Leader magazineASCL - Association of School and College Leaders

Fees could be very costly

Sand running through someones fingers

Lawrence Montagu argues that new teacher training fees will begin to reverse the success evident in recent years of recruiting high quality graduates to the profession.

Does the government realise that it is placing in jeopardy the excellence of the quality of trainees who have entered teacher training over the past six or seven years?

Those of us who run major teacher training programmes will testify that the standards for training, the demands of the Teacher Development Agency and, indeed, the inspection regime, have all contributed to new teachers being better trained than ever.

Those of us who run schools as well have, as a consequence, been delighted at the quality of the candidates we have had to choose from for most subjects over recent years. The government should take considerable pride in its part in reaching this happy state of affairs.

So why, therefore, is it now prepared to risk all this by allowing universities to charge aspiring teachers for the privilege of training on a PGCE course?

From September 2006, universities intend to charge between £1,200 and £1,800 for the year-long PGCE course, despite the fact that students will be in schools for at least 25 weeks of the year and, consequently, only in universities for a maximum of ten weeks.

Some students in shortage subjects may receive grants or bursaries to offset their fees, but those in other areas of the curriculum, as well as all primary trainees, will have little alternative other than to pay up.
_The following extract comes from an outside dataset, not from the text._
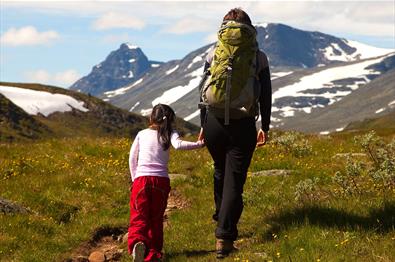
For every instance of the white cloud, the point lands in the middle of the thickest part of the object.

The reality, therefore, is that we will not only be asking talented young graduates to spend an extra year accumulating debts associated with their living costs but, in addition, obliging them to stump up a further contribution to cover their own training costs.

Last resort

I fear this policy will return us to the days when teacher training was viewed as the final option for graduates when there were no more attractive career alternatives.

We cannot allow the future of the teaching profession to be jeopardised when we have been working so hard to improve our schools for the benefit of the young people we serve. Much improvement has been directly related to the emphasis we have placed on high quality teaching and learning.
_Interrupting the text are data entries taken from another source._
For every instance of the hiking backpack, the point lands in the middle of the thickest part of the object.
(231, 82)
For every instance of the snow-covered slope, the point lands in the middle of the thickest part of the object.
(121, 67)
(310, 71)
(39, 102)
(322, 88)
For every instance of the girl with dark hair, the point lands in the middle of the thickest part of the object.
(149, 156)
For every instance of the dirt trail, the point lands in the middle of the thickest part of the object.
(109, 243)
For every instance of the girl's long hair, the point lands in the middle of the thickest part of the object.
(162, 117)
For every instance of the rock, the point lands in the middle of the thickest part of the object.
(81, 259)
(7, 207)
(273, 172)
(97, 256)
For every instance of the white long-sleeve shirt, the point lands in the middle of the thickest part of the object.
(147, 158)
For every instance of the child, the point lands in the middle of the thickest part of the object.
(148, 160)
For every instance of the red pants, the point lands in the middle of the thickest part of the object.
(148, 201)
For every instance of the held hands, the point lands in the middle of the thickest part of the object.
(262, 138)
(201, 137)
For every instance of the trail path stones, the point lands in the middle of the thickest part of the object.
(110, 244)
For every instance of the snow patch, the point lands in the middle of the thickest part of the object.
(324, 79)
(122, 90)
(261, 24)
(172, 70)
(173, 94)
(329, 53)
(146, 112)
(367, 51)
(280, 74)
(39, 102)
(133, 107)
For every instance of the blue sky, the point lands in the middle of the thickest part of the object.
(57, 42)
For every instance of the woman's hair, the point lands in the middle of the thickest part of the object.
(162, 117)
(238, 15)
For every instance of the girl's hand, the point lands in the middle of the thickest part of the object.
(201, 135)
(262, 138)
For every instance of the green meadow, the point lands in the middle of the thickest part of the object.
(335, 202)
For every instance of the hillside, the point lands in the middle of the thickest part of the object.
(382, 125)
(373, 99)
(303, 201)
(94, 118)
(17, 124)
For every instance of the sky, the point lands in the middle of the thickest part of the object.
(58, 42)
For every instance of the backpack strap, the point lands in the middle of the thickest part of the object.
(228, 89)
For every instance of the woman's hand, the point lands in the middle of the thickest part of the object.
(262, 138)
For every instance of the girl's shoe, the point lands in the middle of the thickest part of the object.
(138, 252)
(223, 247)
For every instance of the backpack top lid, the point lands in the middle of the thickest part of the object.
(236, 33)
This has only been possible because the quality of entrants to the profession has improved and, with so much initial teacher education being school-based, schools have been forced to concentrate on how trainees can deliver high quality teaching from the word go.

How can we get out of this mess before there is lasting damage to teacher training? My view is that schools should do one of two things.

Schools could take over teacher education as school-based in its entirety. The schools may well find that if they can work more closely with each other, as we have, the partnership will not only influence initial teacher education but it will benefit schools in general.

Alternatively, they should demand payment from the universities so that if schools undertake two-thirds of the training, two-thirds of the additional finance goes to the schools, which could pass the money back to the trainees.

Frankly, neither of these options is desirable, because teacher education relies upon the input of higher education as, indeed, it relies on schools to be committed as training partners.

University reform

There is no doubt the universities are in a very difficult financial position and, just as in the schools sector, the health service and the police, they will have to undertake radical reform to meet the demands of the 21st century.

This could be an excellent opportunity for universities to take a serious look at the demands of students and society that they should be meeting in this century. The government wants more people to progress to higher education, yet our talented young people have great difficulty in gaining places at the best universities.

Put all these considerations together and the need for a radical review of how higher education is structured and funded is very apparent. The time has come for higher education to consider, properly, the needs of young people for the rest of this century.

That will certainly not mean depriving the teaching profession of the quality of recruit it will need to provide the best school-based education possible for the direct benefit of all the young people in our country.

Lawrence Montagu is chair of the Gloucestershire Initial Teacher Education Partnership and headteacher of St Peter's RC High School.